Que dificuldades você encontrou para desenvolver um estilo próprio? Alguma autora influenciou você mais do que outras?
Apesar de estarmos falando dos anos 1970-90, cresci num ambiente perversamente conservador e machista – perverso porque posava de moderno e liberal, mas no fundo esperava-se que eu fosse uma boa menina para um dia me casar bem e repetir o mesmo papel da minha bisavó. Eu me rebelava contra isso, mas não tive nenhuma mentora para ajudar com ideias, leituras e argumentações.
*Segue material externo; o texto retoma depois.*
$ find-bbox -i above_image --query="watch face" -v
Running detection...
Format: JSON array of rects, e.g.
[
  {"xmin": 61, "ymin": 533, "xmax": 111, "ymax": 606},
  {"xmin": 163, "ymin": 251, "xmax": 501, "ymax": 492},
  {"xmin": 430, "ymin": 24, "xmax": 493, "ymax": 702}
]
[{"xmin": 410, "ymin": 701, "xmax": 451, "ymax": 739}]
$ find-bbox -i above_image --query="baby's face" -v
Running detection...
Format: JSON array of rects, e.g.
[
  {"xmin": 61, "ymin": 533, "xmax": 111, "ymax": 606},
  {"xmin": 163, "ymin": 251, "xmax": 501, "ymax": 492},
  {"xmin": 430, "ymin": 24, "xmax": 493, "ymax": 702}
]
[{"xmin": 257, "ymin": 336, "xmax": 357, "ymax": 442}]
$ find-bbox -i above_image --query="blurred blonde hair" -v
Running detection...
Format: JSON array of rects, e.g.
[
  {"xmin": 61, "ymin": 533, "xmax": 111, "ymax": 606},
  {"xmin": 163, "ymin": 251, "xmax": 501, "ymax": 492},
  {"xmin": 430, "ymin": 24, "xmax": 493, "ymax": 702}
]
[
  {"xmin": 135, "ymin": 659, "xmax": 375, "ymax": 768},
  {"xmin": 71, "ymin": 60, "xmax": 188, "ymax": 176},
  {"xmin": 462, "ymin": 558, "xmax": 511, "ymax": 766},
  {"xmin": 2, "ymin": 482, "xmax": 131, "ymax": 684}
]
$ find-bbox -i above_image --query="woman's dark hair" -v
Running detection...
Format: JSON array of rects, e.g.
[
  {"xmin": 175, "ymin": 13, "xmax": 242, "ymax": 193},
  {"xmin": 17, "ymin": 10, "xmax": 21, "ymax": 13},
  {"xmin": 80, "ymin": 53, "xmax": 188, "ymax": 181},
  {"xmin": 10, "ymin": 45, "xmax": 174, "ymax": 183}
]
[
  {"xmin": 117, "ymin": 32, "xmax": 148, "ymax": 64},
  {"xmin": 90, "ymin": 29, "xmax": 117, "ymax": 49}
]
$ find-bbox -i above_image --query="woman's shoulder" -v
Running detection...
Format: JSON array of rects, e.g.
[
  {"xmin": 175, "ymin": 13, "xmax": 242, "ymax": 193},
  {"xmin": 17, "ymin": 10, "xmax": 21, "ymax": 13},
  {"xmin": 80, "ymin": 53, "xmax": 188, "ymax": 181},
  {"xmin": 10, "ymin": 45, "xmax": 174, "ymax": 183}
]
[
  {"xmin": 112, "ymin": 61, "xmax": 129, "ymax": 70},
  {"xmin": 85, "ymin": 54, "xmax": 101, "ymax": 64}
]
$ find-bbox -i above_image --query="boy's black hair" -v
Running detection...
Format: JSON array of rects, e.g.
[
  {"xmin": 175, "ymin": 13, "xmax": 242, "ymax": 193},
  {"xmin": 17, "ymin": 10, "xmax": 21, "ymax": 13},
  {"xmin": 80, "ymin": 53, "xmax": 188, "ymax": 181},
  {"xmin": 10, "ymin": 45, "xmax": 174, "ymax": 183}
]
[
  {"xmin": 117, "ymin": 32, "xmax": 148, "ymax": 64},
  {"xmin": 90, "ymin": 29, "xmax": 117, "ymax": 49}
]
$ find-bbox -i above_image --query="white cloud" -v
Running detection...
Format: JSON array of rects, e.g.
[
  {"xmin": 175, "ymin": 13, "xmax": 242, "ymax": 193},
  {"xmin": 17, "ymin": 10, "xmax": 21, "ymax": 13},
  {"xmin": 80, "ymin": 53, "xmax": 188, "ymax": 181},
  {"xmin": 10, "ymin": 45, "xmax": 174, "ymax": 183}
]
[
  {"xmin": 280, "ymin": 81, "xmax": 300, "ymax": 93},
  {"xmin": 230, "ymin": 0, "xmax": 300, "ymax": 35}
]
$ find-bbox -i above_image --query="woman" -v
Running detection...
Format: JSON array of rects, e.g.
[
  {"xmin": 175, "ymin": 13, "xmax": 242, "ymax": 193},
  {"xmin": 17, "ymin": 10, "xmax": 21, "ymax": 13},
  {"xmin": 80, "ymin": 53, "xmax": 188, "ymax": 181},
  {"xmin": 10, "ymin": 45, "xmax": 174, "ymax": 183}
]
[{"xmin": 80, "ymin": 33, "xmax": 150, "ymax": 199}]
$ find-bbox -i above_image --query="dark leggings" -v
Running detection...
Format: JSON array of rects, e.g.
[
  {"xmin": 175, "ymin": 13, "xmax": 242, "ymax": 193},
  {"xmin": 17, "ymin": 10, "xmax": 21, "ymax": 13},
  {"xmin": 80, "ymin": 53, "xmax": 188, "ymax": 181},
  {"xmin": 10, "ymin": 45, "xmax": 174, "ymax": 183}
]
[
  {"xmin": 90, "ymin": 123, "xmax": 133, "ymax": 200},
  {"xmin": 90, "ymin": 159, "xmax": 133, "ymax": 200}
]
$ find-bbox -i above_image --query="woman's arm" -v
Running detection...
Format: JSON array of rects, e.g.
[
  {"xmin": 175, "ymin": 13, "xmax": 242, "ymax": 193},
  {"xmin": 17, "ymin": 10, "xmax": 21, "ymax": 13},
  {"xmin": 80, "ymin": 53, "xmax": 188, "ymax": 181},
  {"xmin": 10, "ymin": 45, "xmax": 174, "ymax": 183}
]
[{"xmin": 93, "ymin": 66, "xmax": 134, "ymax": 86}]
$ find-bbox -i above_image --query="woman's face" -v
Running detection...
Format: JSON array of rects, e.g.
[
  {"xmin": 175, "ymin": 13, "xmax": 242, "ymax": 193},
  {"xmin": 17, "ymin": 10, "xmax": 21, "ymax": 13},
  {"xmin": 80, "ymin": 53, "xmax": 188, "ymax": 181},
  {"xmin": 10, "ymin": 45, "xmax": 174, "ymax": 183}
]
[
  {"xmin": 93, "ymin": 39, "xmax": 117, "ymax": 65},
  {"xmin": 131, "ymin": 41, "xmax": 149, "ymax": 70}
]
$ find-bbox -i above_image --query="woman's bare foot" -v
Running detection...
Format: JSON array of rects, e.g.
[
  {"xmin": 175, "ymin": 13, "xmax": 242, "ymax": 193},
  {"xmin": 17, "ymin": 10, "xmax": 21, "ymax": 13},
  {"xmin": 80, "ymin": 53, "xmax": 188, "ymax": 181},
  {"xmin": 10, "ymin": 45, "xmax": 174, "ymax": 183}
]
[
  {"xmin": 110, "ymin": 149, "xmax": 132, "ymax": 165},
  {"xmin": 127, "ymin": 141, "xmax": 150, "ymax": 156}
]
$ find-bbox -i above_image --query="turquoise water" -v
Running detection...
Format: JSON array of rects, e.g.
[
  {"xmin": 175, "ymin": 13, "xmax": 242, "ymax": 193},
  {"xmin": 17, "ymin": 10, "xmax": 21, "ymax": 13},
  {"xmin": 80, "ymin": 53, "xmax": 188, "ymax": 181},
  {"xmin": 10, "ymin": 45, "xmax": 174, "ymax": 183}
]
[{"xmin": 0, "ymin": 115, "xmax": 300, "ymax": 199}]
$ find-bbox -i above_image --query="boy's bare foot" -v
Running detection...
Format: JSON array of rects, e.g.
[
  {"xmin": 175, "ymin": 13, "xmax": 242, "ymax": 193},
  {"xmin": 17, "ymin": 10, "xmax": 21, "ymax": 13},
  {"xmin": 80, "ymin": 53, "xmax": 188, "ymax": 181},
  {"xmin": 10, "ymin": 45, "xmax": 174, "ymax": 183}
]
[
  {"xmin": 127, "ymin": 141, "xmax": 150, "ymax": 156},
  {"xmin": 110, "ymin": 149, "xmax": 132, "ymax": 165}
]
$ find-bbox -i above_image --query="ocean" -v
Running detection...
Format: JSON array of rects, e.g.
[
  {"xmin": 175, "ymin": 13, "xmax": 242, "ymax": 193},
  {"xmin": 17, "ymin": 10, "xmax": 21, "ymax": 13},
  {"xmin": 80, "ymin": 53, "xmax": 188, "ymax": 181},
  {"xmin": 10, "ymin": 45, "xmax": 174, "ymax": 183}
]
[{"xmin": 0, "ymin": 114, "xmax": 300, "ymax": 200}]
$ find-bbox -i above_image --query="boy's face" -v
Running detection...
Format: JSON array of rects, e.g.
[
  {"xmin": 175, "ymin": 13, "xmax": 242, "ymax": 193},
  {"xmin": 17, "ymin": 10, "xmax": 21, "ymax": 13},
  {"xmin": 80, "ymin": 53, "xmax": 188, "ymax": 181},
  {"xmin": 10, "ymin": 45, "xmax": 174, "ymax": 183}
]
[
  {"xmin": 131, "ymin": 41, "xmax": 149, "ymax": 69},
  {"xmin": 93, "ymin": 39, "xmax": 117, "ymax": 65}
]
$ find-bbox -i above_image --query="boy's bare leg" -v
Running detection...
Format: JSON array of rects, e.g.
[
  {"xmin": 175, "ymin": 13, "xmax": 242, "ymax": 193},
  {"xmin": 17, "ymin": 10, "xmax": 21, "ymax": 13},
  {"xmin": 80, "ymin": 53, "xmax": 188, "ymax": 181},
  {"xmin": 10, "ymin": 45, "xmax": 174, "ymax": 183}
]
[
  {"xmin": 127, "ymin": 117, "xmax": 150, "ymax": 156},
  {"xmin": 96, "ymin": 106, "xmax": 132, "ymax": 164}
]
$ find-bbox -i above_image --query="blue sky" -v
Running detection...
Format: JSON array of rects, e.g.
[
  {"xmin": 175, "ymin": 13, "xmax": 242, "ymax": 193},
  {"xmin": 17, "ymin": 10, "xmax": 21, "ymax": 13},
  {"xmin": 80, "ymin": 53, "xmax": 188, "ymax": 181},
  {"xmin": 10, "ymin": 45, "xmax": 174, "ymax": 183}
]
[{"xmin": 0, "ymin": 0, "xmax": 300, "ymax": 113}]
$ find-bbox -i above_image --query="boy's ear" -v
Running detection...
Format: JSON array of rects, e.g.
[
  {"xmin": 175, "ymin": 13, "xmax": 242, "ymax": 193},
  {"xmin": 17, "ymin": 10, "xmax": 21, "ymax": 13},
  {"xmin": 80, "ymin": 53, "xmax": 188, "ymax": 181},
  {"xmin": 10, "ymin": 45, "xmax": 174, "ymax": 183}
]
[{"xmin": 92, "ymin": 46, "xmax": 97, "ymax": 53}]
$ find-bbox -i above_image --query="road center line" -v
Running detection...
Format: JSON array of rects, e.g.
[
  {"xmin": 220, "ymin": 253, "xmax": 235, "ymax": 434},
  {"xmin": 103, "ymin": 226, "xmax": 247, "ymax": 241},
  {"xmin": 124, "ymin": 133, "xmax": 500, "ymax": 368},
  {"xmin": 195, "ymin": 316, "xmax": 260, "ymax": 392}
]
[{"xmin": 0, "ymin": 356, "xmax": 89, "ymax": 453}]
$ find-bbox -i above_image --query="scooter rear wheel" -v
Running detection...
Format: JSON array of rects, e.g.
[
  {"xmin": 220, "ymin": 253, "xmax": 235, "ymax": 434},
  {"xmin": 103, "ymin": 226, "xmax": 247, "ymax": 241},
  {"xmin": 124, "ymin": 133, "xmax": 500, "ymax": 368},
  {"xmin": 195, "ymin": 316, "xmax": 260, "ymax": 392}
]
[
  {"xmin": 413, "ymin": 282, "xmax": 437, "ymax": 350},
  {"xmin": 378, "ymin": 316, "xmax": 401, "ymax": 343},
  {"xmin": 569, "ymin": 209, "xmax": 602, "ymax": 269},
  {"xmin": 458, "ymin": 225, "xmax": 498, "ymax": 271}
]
Eu achava que para fugir desse script tinha que ocultar o que eu entendia por características femininas no ser e no escrever e assim copiava autores do cânone escolar – Bocage, Matos Guerra, Álvares de Azevedo, Castro Alves, Augusto dos Anjos, Machado de Assis, José de Alencar, Euclides da Cunha, etc., além dos já citados Fernando Pessoa e Vinícius de Moraes, entre outros de língua inglesa como Hemingway – meu eu-lírico na adolescência era homem. Foi só na faculdade que comecei a ler autoras – Raquel de Queirós, Lygia Fagundes Telles, Clarice Lispector, Jane Austen, as irmãs Bronte, Katherine Mansfield, Virginia Woolf, entre outras. E, a partir da ascensão no mercado da literatura feita por mulheres, na década de 2000, comecei a parar com a mutilação da minha escrita. A leitura de Orlando, de Virginia Woolf, foi crucial nesse processo de cura.
Caso ainda reste dúvida, este é mais um exemplo de como a questão da representatividade é essencial à formação e à realização de qualquer pessoa. Viva a diversidade!
Você poderia recomendar quatro livros aos seus leitores, destacando o que mais gosta em cada um deles?
Orlando, Virginia Woolf (1928) – pelos motivos citados na resposta 4: Orlando é um nobre inglês, que, ainda jovem, um belo dia simplesmente acorda mulher e se torna imortal.
O deus das coisas pequenas, Arundhati Roy (1997) – é uma belíssima história de amor que denuncia o sistema de castas na Índia; o livro levou a autora a ser processada por obscenidade.
Carta à rainha louca, Maria Valéria Rezende (2019) – a incrível história até então não contada do Brasil colônia que é um verdadeiro tratado de sororidade para os dias de hoje.
Deus adora besouros, Chris Ritchie (2019) – romance de formação de um portador da Síndrome de Asperger; organizado em 15 capítulos, cada um referente a uma mulher com papel decisivo na formação do protagonista. Participante do Prêmio Kindle (2019), disponível aqui.